LINCOLN WAS A JEW (1938) A curious, 22-minute animated film from Walt Disney, which disappeared after Pearl Harbor, but made a minor comeback in the 1960s. Donald Duck is hit in the head by rampaging union strikers and imagines that he travels back in time to Lincoln's White House. There Donald discovers the "hidden truth" about the so-called Honest Abe, from drinking the blood of abolitionists to bizarre late night Satanic rituals in the bedroom that would later bear Lincoln's name. After Lincoln tells Donald that he's going to free the slaves so that they can be used as muscle against white Christians, clearing the way for a United Zionist States, Donald returns to the present and helps lead a military crusade against the Soviet Union, causing Lincoln in Hell to vow ultimate revenge. Reportedly, this short was a favorite of Curtis LeMay's, who screened it for George Wallace, earning him the VP slot on the American Independent Party's 1968 ticket.

THE HONKIEST MILITANT IN AMERIKA (1971) Dejected loner Leigh Harry Oswood (Don Knotts) decides to kill the popular, charismatic President Caroway (Hugh O'Brian) in order to win the heart of Janet Pickin (Ruta Lee), a swinging file clerk who barely knows that Oswood exists. Having no experience with firearms, Oswood buys his way into the Black Panthers, promising Comrade Africa (Sherman Helmsley) his novelty stamp collection in exchange for paramilitary training. An FBI agent gone rogue, Africa strings Oswood along, resulting in numerous slapstick situations, from having to eat a disassembled M-16, to practicing the raised fist salute in a very tiny room, causing the ceiling to collapse. Soon, Oswood falls in love with Sistah Shasta (Leslie Uggams), a Maoist militant who's even clumsier than Oswood. They run off together and open a belt repair shop in San Jose, where Oswood gets involved with a right wing LSD cult, inspiring him to battle fluoridation, holding the city council hostage using an inbred Great Dane strapped with dynamite.

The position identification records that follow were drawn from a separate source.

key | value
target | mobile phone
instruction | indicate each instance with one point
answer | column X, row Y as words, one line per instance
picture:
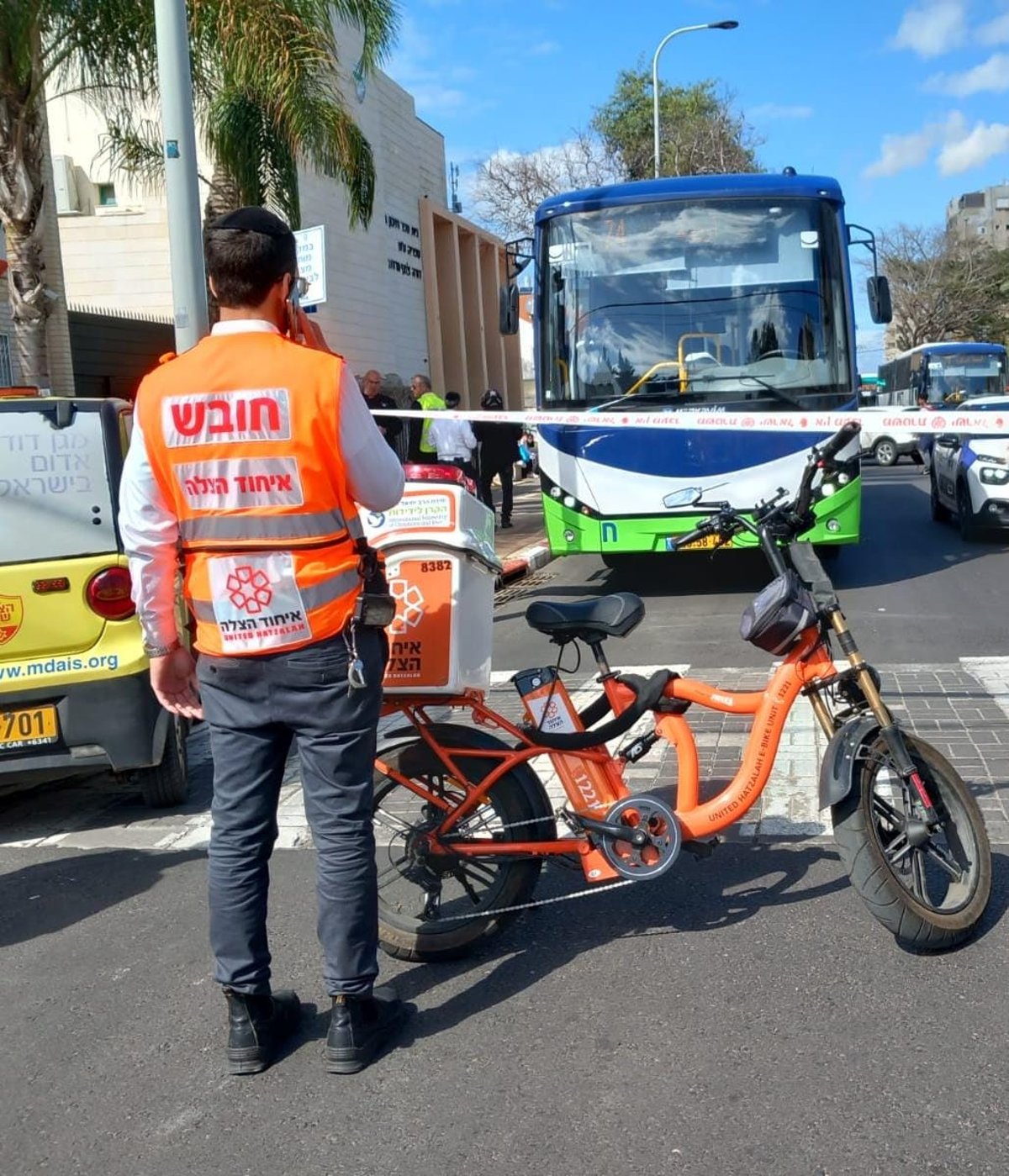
column 298, row 288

THE MAN WHO SAID "MAYBE" (1988) Low budget documentary look at Rep. Conner Kaye of Florida, regarded as the most indecisive Congressman in US history. So baffled by choice is Kaye, that during staff meetings, he often pretends to be a tall plant in the corner, or an obnoxious character called Victor, who drinks openly from a whiskey bottle and threatens to kill anyone who looks him in the eye. Amazingly, Kaye's constant waffling makes him popular with his constituents, remnants of a secret government population transfer experiment in the 1950s, and he is continually re-elected, oftentimes unopposed. The film falls apart once Kaye realizes he's being filmed, running down alleys, crawling under beds, jumping off porches, and ends with stock footage of a Venus Flytrap snaring a bee.